Of course, the other scars – the unmarked, hidden ones – have also lingered for 20 years. There is no feeling of stimulation in the reconstructed breast. She questions why relationships with men haven't lasted.

A therapist suggested that she was protecting herself from rejection and that, rather than building a relationship slowly and carefully, she wanted to challenge men to look at her, to see her as she now is and to realize what she has gone through.

After a hysterectomy in 2001, Diane found herself wondering: "Why am I cutting away my femininity? Some part of me wanted to stop cutting away."

Sacred

When you lose all sense of self

The bonds of a thousand chains will vanish.

Lose yourself completely,

Return to the root of the root

of your own soul.

By Jalaluddin Rumi, excerpted from We Can See the Truth in Your Eyes , translation by Jonathan Star

In 2007, Diane Hosey, at age 52, celebrated 20 years as a breast cancer survivor. She has her own company, Numina Consulting, and does corporate training and development.

Now, cancer is talked about openly, and celebrations of survival are giddy, poignant affairs. During a recent breast cancer walk, a pickup decorated with a gigantic, 8-foot bra drove up and down my street. Cheerleaders in the truck whooped and hollered and contributed to an all-around party atmosphere.

For the Komen Race for the Cure in October, Diane invited friends to join her team. We spent the night before the walk exuberantly decorating our team hats with every pink doo-hickey we could find.

Diane's healing is ongoing. It's been a long path, and along the way, there have been light-bulb moments. She describes one. As she was writing the words "Scared" and "Scarred" in her journal, the letters shifted and the spelling didn't look quite right. She realized that she'd spelled "Sacred."

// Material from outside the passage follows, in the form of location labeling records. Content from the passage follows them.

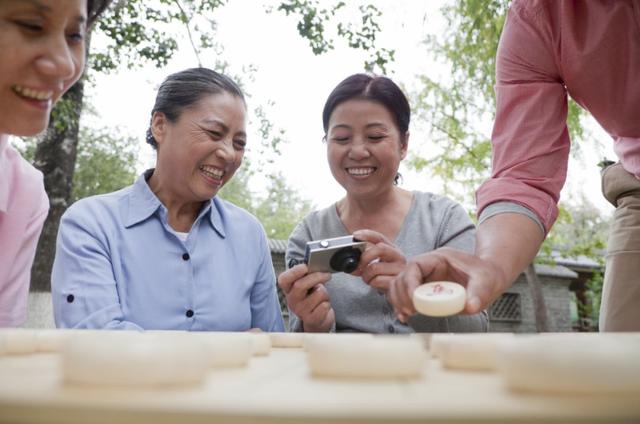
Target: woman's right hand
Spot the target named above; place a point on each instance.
(308, 298)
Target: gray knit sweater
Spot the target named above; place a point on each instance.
(433, 221)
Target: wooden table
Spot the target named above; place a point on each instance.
(279, 389)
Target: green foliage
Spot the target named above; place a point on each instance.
(140, 32)
(459, 109)
(282, 208)
(315, 20)
(581, 230)
(237, 190)
(104, 163)
(279, 210)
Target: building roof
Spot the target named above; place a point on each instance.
(277, 246)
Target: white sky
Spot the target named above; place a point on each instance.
(298, 83)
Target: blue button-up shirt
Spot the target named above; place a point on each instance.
(120, 265)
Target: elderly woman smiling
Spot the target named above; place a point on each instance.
(366, 123)
(42, 54)
(166, 253)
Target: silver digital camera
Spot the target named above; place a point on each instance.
(339, 254)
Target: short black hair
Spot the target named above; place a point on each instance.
(95, 8)
(370, 87)
(183, 89)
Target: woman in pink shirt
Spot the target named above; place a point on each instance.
(550, 49)
(42, 54)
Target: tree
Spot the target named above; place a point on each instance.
(135, 33)
(459, 109)
(281, 209)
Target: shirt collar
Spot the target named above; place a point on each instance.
(143, 203)
(5, 174)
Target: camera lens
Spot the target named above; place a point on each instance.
(346, 259)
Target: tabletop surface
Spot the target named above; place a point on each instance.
(279, 388)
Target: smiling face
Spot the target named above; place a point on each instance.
(364, 147)
(202, 150)
(42, 45)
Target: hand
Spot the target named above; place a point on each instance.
(483, 279)
(308, 298)
(381, 261)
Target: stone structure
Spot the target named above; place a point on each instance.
(512, 312)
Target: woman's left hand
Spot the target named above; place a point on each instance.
(380, 262)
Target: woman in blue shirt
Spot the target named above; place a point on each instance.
(166, 253)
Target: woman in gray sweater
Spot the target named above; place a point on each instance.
(366, 123)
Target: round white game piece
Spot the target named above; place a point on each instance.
(571, 365)
(51, 340)
(261, 343)
(287, 339)
(17, 341)
(476, 351)
(227, 349)
(131, 359)
(439, 299)
(381, 357)
(309, 338)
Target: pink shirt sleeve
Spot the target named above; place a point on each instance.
(22, 214)
(530, 137)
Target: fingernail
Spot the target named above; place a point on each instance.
(473, 305)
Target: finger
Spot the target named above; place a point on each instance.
(382, 283)
(319, 314)
(302, 288)
(380, 253)
(317, 295)
(407, 282)
(383, 252)
(371, 236)
(392, 296)
(373, 270)
(290, 276)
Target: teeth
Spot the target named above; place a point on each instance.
(33, 94)
(360, 171)
(212, 171)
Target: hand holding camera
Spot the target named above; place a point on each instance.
(381, 262)
(308, 298)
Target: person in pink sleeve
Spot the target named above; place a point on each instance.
(550, 49)
(42, 53)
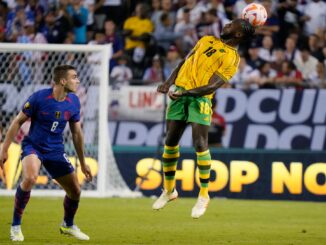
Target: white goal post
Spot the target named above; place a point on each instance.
(26, 68)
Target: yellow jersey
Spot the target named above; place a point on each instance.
(210, 56)
(138, 27)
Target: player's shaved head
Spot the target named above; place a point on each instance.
(237, 31)
(61, 71)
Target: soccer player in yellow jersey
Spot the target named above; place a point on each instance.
(210, 65)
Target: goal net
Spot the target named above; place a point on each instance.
(25, 69)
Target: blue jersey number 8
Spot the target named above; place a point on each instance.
(54, 126)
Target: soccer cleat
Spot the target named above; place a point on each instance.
(73, 231)
(164, 198)
(16, 234)
(200, 207)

As a step towards reconciliation with her body, she agreed to work with me on this story about the scars from cancer. "Full womanhood comes from within you and from leaning into all of that," she said. "Not moving away from it. Not shelving it. Not covering it up. I don't feel bad about the insecurities or the narcissism about looks. But it is a bondage and it holds us back in so many ways."

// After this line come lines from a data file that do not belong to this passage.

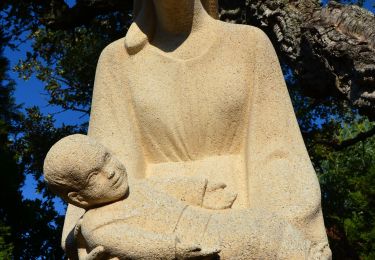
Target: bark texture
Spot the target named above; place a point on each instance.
(331, 49)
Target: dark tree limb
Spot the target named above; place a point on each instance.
(331, 49)
(338, 146)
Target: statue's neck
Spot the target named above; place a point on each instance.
(181, 17)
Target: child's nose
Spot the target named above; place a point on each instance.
(111, 174)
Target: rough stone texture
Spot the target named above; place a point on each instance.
(185, 95)
(162, 217)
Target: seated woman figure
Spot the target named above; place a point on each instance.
(188, 95)
(142, 221)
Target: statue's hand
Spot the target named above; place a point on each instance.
(190, 251)
(217, 197)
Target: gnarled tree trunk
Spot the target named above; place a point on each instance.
(331, 49)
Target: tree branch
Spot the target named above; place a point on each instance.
(338, 146)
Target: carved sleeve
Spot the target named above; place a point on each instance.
(127, 242)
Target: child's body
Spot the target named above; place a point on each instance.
(145, 222)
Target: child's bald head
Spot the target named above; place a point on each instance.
(69, 162)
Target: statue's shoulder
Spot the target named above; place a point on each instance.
(114, 51)
(242, 34)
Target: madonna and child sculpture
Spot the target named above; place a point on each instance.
(193, 149)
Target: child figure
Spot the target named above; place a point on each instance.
(151, 220)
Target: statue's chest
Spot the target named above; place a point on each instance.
(192, 88)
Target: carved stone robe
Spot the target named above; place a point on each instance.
(225, 115)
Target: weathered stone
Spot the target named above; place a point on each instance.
(189, 103)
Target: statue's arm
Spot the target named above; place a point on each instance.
(127, 242)
(112, 123)
(280, 173)
(196, 191)
(124, 241)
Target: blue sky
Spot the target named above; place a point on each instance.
(31, 93)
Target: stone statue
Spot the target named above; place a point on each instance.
(184, 94)
(143, 222)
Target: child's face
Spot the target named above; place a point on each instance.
(107, 184)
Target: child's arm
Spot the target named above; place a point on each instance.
(196, 191)
(118, 239)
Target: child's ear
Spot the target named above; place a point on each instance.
(77, 199)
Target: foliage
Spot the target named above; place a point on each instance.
(63, 56)
(343, 158)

"The answer lies in tapping into spirit, getting to that tap root. Because it feels very cut off. You go through breast cancer, and then you pick up a Vogue or any other fashion magazine, and all you see are breasts, beautiful breasts, on beautiful bodies."

In September, I traveled to New York City with Diane and Nancy Rebal, another friend. The three of us stayed in the same hotel room, and I learned that Diane feels way more freedom about prancing around naked in a room than I do. Nancy looked at me and laughed, "She always does that."

Four years ago, Diane entered into a serious relationship with a man that lasted two years. She asked him, "What do you see when you look at these scars?" He pointed to one and said, "I see a band of jewels."

Right answer. Diane says that this was the first relationship, before or after cancer, where she allowed herself to be open and vulnerable – emotionally and sexually.

She posed the same question to me. "What do you see when you look at my scars?" Short answer: I see street cred – she won the fight and lived to tell about it. Shallow answer: I'm a little bit jealous. Diane is long and lanky, and she looks great. The scars are interesting.

She's asking me to go deeper. I think. When I move into another way of seeing, I see the scars as the battle remnants of a new warrior class. I see the scars as marks of courage and a ferocious will to live.

They are the shrine of who she used to be and an entry point for God.